Harare-based economic commentator Prosper Chitambara says the Zimbabwe dollar “experiment” has failed because the fundamentals needed for it to succeed were not in place when it was introduced.
Some of the prerequisites for a functional and stable currency include a strong and independent central bank; high productivity and production, among other things, Chitambara said.
The economist warned Treasury against quantitative easing, that is, printing money, saying this will fuel inflation. Chitambara posted on Twitter:
The Zimbabwe dollar experiment and ‘policy misstep’ was never going to succeed because the right institutions i.e. a strong and independent central bank; high productivity and production; trust and confidence among others were and are not yet in place. Economies are not commanded into prosperity.

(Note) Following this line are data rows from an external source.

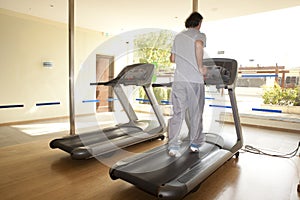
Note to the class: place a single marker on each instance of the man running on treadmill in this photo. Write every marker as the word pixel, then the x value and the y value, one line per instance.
pixel 188 87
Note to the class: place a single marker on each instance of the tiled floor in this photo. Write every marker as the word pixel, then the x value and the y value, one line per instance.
pixel 31 170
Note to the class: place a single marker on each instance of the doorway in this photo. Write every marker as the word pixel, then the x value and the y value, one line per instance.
pixel 104 72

It’s a very easy way to run a nominal budget surplus through quantitative easing.
The only problem with quantitative easing when you are a highly consumption-oriented economy in an environment of low productivity is that sooner or later, you will end up in a situation where ‘too much money is chasing too few goods.’
Earlier this month, Finance and Economic Development Minister Mthuli Ncube revealed that the government will resort to “quantitative easing”, among other things, to raise the $18 billion economic stimulus package.
Quantitative Easing is a monetary policy whereby a central bank injects money into an economy. It is generally considered to be an unconventional form of monetary policy.